Note that this is a linear model because it is a linear combination of known quantities (\(x\) and \(x^2\) are known) and unknown parameters (the \(\beta\)s are unknown parameters to Galileo). Unlike our previous examples, here \(x\) is a fixed quantity; we are not conditioning.

Small discrepancies between a model’s predictions and observations are often attributed to measurement error, as in our example. In many cases, this is a useful and practical approximation. However, such differences can also reveal limitations in the model itself. Galileo’s experiments on gravity showed slight deviations from his predicted uniform acceleration, largely due to air resistance rather than flawed measurements. Similarly, Newton’s laws of gravity accurately described planetary motion, but small discrepancies in Mercury’s orbit, once considered observational errors, ultimately led to Einstein’s general theory of relativity. While assuming measurement error is often reasonable, it is crucial to recognize when discrepancies signal model limitations. The diagnostic plots discussed in Section 16.4 can help assess such limitations.

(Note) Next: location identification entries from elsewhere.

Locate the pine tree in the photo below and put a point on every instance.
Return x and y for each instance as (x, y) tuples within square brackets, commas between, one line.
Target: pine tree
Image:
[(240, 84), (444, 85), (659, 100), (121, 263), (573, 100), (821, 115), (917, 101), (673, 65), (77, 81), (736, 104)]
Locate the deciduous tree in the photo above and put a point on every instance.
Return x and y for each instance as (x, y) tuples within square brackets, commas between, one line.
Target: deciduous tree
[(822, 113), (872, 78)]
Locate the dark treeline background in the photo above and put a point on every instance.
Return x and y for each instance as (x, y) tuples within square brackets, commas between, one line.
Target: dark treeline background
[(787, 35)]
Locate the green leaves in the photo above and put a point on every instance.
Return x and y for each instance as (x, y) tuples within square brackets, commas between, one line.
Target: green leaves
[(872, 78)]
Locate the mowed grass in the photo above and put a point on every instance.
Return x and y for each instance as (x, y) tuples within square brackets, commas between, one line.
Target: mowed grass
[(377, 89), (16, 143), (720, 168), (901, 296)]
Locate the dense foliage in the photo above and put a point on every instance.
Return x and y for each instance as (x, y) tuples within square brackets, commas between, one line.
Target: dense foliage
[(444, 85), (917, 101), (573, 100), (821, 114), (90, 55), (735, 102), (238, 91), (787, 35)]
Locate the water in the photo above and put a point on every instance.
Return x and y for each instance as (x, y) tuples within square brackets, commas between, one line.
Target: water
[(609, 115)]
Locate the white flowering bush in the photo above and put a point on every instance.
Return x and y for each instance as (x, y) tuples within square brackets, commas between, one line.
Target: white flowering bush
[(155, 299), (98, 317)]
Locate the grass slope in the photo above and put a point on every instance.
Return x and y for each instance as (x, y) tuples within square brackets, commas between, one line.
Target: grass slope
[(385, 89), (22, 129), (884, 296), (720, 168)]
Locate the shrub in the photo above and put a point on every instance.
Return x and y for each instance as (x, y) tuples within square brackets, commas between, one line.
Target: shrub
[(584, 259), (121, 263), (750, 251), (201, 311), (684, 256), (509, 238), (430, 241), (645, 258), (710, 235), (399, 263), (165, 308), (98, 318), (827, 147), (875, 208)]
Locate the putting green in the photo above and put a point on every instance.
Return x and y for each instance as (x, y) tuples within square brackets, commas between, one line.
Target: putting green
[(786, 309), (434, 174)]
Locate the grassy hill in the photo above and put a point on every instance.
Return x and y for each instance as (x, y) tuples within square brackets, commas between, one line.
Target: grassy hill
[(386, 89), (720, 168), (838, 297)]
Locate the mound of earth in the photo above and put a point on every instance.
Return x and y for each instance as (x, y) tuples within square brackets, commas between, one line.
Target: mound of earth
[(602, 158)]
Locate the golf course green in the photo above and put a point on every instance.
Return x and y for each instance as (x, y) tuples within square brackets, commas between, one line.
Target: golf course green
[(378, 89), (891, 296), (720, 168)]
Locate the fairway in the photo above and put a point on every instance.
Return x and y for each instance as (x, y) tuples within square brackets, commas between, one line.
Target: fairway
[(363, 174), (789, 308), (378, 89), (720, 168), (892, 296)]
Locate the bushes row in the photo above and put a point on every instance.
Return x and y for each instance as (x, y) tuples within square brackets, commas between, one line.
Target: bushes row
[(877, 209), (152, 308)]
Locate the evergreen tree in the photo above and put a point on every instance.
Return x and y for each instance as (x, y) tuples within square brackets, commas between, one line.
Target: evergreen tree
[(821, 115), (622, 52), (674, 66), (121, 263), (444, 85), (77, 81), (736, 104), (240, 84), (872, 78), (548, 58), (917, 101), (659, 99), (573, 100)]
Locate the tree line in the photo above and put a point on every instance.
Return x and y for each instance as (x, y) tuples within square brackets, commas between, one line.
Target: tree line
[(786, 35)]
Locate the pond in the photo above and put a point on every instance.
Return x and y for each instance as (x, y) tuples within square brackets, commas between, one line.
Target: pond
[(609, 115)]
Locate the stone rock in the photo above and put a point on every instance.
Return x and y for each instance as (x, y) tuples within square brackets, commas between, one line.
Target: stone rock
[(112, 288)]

Estimating parameters with least squares

To pose a new physical theory and start making predictions about other falling objects, Galileo needs actual numbers, rather than unknown parameters. Using LSE seems like a reasonable approach. How do we find the LSE?

LSE calculations do not require the errors to be approximately normal. The lm function will find the \(\beta\)s that will minimize the residual sum of squares:

fit <- falling_object |> 
  mutate(time_sq = time^2) |> 
  lm(observed_distance~time+time_sq, data = _)
summary(fit)$coefficients
#>             Estimate Std. Error t value Pr(>|t|)
#> (Intercept)   54.753      0.625  87.589 5.36e-17
#> time           0.575      0.893   0.644 5.33e-01
#> time_sq       -4.929      0.265 -18.603 1.16e-09

Let’s check if the estimated parabola fits the data. The broom function augment allows us to do this easily:

broom::augment(fit) |> 
  ggplot() +
  geom_point(aes(time, observed_distance)) + 
  geom_line(aes(time, .fitted), col = "blue")

Thanks to my high school physics teacher, I know that the equation for the trajectory of a falling object is:

\[ d(t) = h_0 + v_0 t - 0.5 \times 9.8 \, t^2 \]

with \(h_0\) and \(v_0\) the starting height and velocity, respectively. The data we simulated above followed this equation, adding measurement error to simulate n observations for dropping the ball \((v_0=0)\) from the tower of Pisa \((h_0=55.86)\).

These are consistent with the parameter estimates:

confint(fit)
#>             2.5 % 97.5 %
#> (Intercept) 53.38  56.13
#> time        -1.39   2.54
#> time_sq     -5.51  -4.35

The Tower of Pisa height is within the confidence interval for \(\beta_0\), the initial velocity 0 is in the confidence interval for \(\beta_1\) (note the p-value is larger than 0.05), and the acceleration constant is in a confidence interval for \(-2 \times \beta_2\).

16.6 Exercises

1. The co2 dataset is a time series object of 468 CO2 observations, monthly from 1959 to 1997. Plot CO2 levels for the first 12 months and notice it seems to follow a sine wave with a frequency of 1 cycle per year. This means that a measurement error model that might work is

\[ y_i = \mu + A \sin(2\pi \,t_i / 12 + \phi) + \varepsilon_i \] with \(t_i\) the month number for observation \(i\). Is this a linear model for the parameters \(mu\), \(A\) and \(\phi\)?

2. Using trigonometry, we can show that we can rewrite this model as:

\[ y_i = \beta_0 + \beta_1 \sin(2\pi t_i/12) + \beta_2 \cos(2\pi t_i/12) + \varepsilon_i \]

Is this a linear model?

3. Find least square estimates for the \(\beta\)s using lm. Show a plot of \(y_i\) versus \(t_i\) with a curve on the same plot showing \(\hat{y}_i\) versus \(t_i\).

4. Now fit a measurement error model to the entire co2 dataset that includes a trend term that is a parabola as well as the sine wave model.

5. Run diagnostic plots for the fitted model and describe the results.

9. Fit a regression model to each of the datasets in the Anscombe quartet and examine the diagnostic plots.